The NH-U14S showcases the NH-U series selling point of RAM clearance. The heatsink’s width (depth) of 52mm means even fans on both sides won’t intrude on the DIMM slots (of course, this is if the motherboard manufacturer follows the socket area specifications of AMD and Intel – ITX boards are usually a toss-up if a cooler will fit or not).
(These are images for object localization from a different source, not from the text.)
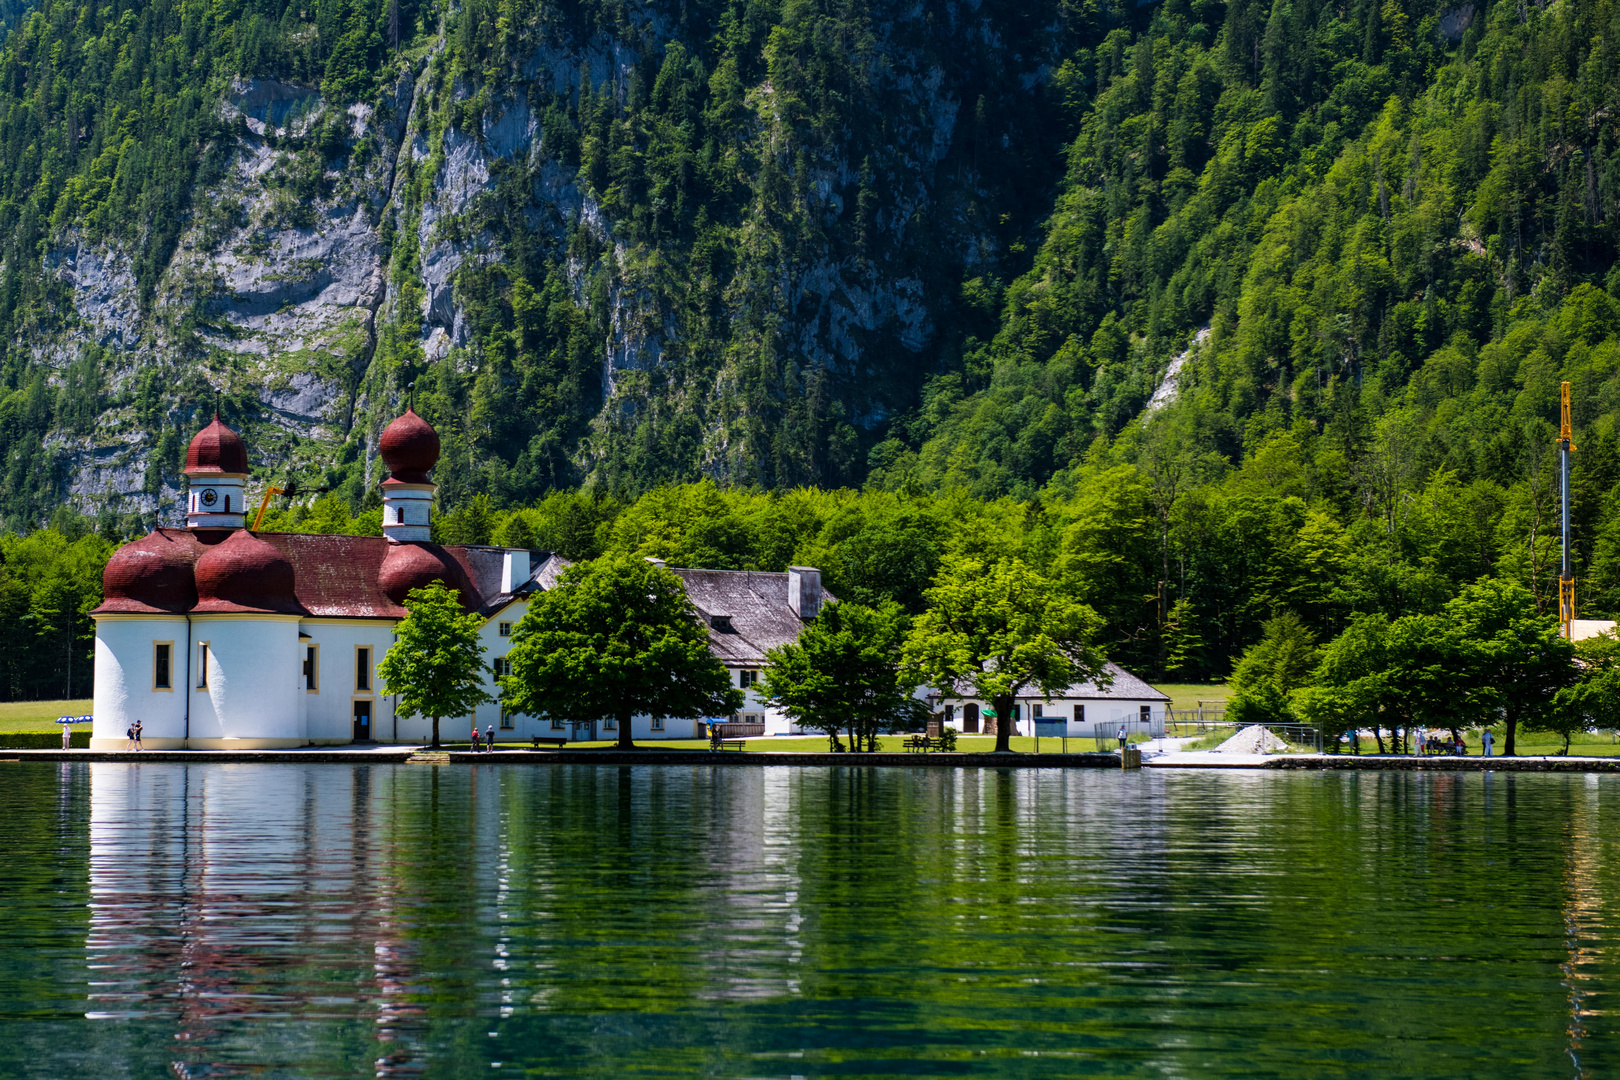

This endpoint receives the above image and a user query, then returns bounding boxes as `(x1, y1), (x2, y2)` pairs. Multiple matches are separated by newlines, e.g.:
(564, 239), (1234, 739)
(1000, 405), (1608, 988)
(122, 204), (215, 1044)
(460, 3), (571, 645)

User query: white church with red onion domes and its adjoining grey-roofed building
(91, 410), (831, 750)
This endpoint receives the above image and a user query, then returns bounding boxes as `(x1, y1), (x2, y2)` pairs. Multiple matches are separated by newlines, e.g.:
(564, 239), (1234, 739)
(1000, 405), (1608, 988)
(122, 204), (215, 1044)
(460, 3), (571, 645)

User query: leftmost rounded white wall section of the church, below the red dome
(91, 615), (186, 750)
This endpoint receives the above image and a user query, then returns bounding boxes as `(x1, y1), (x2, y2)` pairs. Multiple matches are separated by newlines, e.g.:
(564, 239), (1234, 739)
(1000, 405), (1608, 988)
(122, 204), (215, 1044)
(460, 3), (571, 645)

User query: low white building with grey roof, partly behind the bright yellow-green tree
(928, 664), (1170, 738)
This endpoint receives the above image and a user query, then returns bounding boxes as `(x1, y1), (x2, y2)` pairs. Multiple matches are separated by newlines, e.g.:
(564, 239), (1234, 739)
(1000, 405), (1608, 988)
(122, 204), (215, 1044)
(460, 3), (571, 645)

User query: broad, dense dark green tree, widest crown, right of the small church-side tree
(501, 555), (744, 750)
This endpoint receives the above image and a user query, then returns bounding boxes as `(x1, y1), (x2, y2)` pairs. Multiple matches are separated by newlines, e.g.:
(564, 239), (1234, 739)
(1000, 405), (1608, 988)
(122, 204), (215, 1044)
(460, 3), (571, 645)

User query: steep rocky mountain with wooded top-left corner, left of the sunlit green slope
(0, 0), (1085, 521)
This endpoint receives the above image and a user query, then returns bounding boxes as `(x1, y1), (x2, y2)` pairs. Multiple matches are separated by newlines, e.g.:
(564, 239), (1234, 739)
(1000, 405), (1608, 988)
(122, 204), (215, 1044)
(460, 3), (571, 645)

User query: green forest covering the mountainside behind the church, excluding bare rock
(0, 0), (1620, 709)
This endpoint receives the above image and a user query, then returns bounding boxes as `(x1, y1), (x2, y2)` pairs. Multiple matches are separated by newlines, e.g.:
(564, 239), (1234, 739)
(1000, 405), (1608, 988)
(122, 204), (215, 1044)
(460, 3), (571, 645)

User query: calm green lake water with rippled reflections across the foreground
(0, 764), (1620, 1078)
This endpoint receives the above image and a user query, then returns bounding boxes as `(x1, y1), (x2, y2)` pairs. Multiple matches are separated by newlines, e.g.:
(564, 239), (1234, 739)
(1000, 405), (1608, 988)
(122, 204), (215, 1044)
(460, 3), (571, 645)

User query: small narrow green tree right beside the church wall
(377, 581), (491, 746)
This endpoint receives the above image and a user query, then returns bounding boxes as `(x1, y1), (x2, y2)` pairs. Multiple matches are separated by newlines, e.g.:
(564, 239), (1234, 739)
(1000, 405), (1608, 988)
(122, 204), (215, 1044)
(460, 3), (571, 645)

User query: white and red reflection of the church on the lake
(86, 764), (423, 1077)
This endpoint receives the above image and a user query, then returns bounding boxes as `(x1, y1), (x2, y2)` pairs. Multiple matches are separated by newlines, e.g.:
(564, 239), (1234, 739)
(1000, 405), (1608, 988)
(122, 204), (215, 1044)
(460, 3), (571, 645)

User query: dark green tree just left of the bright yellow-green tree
(761, 602), (915, 751)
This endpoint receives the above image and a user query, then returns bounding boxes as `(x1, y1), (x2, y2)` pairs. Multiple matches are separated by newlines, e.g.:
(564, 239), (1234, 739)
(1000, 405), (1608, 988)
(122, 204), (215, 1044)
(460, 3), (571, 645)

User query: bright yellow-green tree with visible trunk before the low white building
(904, 559), (1106, 753)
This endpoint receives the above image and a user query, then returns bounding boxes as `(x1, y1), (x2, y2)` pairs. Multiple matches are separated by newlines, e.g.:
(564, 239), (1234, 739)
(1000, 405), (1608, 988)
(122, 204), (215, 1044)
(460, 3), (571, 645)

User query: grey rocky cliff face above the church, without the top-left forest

Adding a second fan involves swapping out the brown vibration-dampening corners with the thicker set included in the NH-U14S accessory box. Seen in the picture above, these will add a bit of space in front of the fan blades which I’m sure helps to cut down on noise (moving blades placed against stationary fins/mesh/filters tend to emit all sorts of sounds). I did test the NH-U14S in a push/pull configuration, and it resulted in a 1.2C change (for the better). This is pretty typical of most of the heatsinks I test – while I don’t normally include the results of push/pull setups I’ll commonly throw an extra fan on a heatsink out of curiosity. So far, most 140mm-sized heatsinks will usually shed about one degree Celsius with an additional fan, and the Noctua is no different. The larger mass and additional heatpipes generally mean more surface area – essentially the larger the heatsink, the less help it needs to shed heat. Smaller heatsinks tend to benefit more from adding another fan, as the smaller surface area usually needs the extra help to remove the heat from the heatsink.
Usually I don’t include these results as the extra noise and cost are rarely worth the small performance gain. In the Noctua’s case though, adding a premium fan like the NF-A15 didn’t add much noise at all – while still an expensive improvement, at least it remains a quiet one. This makes it an easier option to consider if you really need an extra bump in performance.